Experiencing architecture: inviting dialogue
21 April 2018 6.30 - 10pm22 April 2018 11am - 5pm
Part 1: Walmer Yard, London, W11; Part 2: The Life Room, The Royal Academy Schools
Part 1: £18, £12 concessions; Part 2: £25, £15 concessions; combined ticket: £35, £22 concessions.
The Royal Academy hosts two events that explore the dynamic and reciprocal nature of architectural experience.
The title Experiencing Architecture: Inviting Dialogue is both a reflection of the event’s intention and the belief that a meaningful experience of architecture is one that results in a reciprocal and evolving relationship with the spaces we inhabit.
This event comprises two parts: one an experiential encounter, the other a symposium. In the first, which takes place on a Saturday evening, a dialogue will be invited through an experience of architecture – an exchange between building, visitor, and performer. Participants will be invited to inhabit and occupy the four houses of Walmer Yard, designed by Peter Salter, while experiencing performances that experiment with the possibilities the houses offer for sound, narrative, and movement. This experience will be followed by a symposium, lasting all of the following day, at the Royal Academy. The symposium will put the night’s events into context as part of a programme of presentations and discussions.
Part 1: £18, £12 concessions; Part 2: £25, £15 concessions; combined ticket: £35, £22 concessions.
Walmer Yard
Participants at Walmer Yard include:
Marisa Futernick
Takako Hasegawa
Sharone Lifschitz
Musarc
Juri Nishi
Scanner
Symposium
Papers which will be presented at the symposium will include:
Stuart Andrews (University of Surrey): Artistic Enquiry into Architecture
This paper reflects on the ways in which artists enquire into architecture - the questions they ask, the methods they employ and the discoveries they make about a building. The discussion is focussed on Christine Finn’s multi-part project Leave, Home, Stay, in Deal, Kent (2007-2013).

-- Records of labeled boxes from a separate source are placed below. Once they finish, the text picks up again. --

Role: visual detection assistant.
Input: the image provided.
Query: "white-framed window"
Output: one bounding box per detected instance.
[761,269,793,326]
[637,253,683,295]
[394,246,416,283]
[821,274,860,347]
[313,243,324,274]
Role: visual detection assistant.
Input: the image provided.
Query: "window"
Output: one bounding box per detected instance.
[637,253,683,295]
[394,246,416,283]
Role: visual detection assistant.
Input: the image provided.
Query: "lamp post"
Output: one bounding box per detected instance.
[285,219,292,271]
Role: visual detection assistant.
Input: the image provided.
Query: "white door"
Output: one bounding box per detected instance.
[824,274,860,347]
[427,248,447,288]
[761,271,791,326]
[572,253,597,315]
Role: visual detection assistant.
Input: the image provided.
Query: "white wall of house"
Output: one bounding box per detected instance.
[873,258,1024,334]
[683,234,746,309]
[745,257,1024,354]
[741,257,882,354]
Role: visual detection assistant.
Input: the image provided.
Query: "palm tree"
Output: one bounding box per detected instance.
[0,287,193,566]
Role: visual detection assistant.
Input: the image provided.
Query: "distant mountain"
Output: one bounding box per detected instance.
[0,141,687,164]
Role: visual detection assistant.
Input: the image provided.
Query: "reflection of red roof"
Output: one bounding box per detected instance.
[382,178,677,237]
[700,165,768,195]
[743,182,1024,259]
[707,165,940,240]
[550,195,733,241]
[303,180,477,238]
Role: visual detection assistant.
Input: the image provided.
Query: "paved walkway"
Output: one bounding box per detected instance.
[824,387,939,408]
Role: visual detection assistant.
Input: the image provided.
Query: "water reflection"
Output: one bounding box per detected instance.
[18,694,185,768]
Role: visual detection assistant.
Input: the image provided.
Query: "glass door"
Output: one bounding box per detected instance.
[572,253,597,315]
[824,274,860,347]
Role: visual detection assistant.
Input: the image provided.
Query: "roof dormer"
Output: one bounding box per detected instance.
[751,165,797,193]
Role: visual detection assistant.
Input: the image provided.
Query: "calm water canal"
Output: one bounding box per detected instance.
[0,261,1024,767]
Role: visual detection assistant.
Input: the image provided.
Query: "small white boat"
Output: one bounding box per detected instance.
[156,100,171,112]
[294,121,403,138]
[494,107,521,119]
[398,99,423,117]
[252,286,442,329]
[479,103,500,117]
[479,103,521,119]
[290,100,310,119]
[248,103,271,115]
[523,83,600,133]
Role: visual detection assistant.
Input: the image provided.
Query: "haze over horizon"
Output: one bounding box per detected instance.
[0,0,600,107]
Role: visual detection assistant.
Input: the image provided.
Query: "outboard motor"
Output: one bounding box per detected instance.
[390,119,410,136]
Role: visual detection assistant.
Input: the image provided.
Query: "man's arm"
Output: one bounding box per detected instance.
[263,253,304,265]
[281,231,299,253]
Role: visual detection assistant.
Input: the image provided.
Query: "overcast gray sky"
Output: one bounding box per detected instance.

Tom Coward (AOC Architecture): Towards a Conversational Architecture
This study shares experiences of modern architecture that uses form to offer up conversation – to open up a colloquy with the inhabitants rather than to contain them.
Andy Day: FORMER. Parkour, exploration, and the monuments of Former Yugoslavia
In collaboration with parkour athletes from Serbia and Croatia, this paper and the accompanying series of photographs examines collective memory, the monument, the ruin, and the live site. It investigates the potential of a new generation to establish an authentic sense of being and how this sense of being can be achieved through the assertion of a new – if temporary – understanding of architecture, place and landscape.
Outside Architecture (Bernice Donszelmann, Tim Renshaw and Helen Robertson): Plan/Unplan
The exhibition Plan/Unplan (2017) set out to consider the different ways that un-planning or some ‘thing’ in excess of a plan may enter into rigorously organised constructions. The presentation will focus on the question of how a user, beholder or constructor’s choreography in and with a space invites or allows for its modification and the emergence of experiences which exceed the original plan. Specific inter-relations between works and space staged in the exhibition will be addressed in detail.
Emily Fitzell (Trinity College, Cambridge): PERECEPTION
PERECEPTION: a paper on the French writer, Georges Perec, exploring his readings and writings of our physical and imagined experiences of architecture.
Sigrid de Jong (Leiden University): Experiencing and Teaching: Dialogues of Movement and Time at the Royal Academy
This paper takes a closer look at the lectures of Thomas Sandby, the first professor of architecture at the Royal Academy of Arts, and examines the different dialogues that emerge from the distinctive roles, between a building and a beholder, professor and designer. It will put Sandby’s thoughts into context by regarding the teachings of his two successors, John Soane and Charles Robert Cockerell; thus showing how the idea of architectural experience evolved in their work.
Liana Psarologaki (University of Suffolk): Atmospheres of Fabulation: Mythopoesis in Chronotopos in Post-Truth Era
This paper frames architectural experience from a neuroscientific perspective in the context of the post-truth era. It will focus on kinaesthetic experience and the concept of the sensorium as a new meta-embodiment.
Joana Valsassina Heitor (MoMA): The Architecture Exhibition as a Spatial Argument
Through the analysis of historic and contemporary exhibits, this paper puts forward a take on the architecture exhibition as an exceptional medium to communicate the experiential aspect of architecture, inextricably linking form and content.
Call for papers
The symposium ran an open call for papers, inviting submissions from researchers and practitioners from all disciplines and career stages.
The papers viewed architecture not simply as an image or a symbol, but as something we appropriate through inhabitation, by absorbing and adjusting to changes that take place both to the structure itself and within ourselves.
The call for papers has now closed and successful applicants will be notified on 9 February 2018.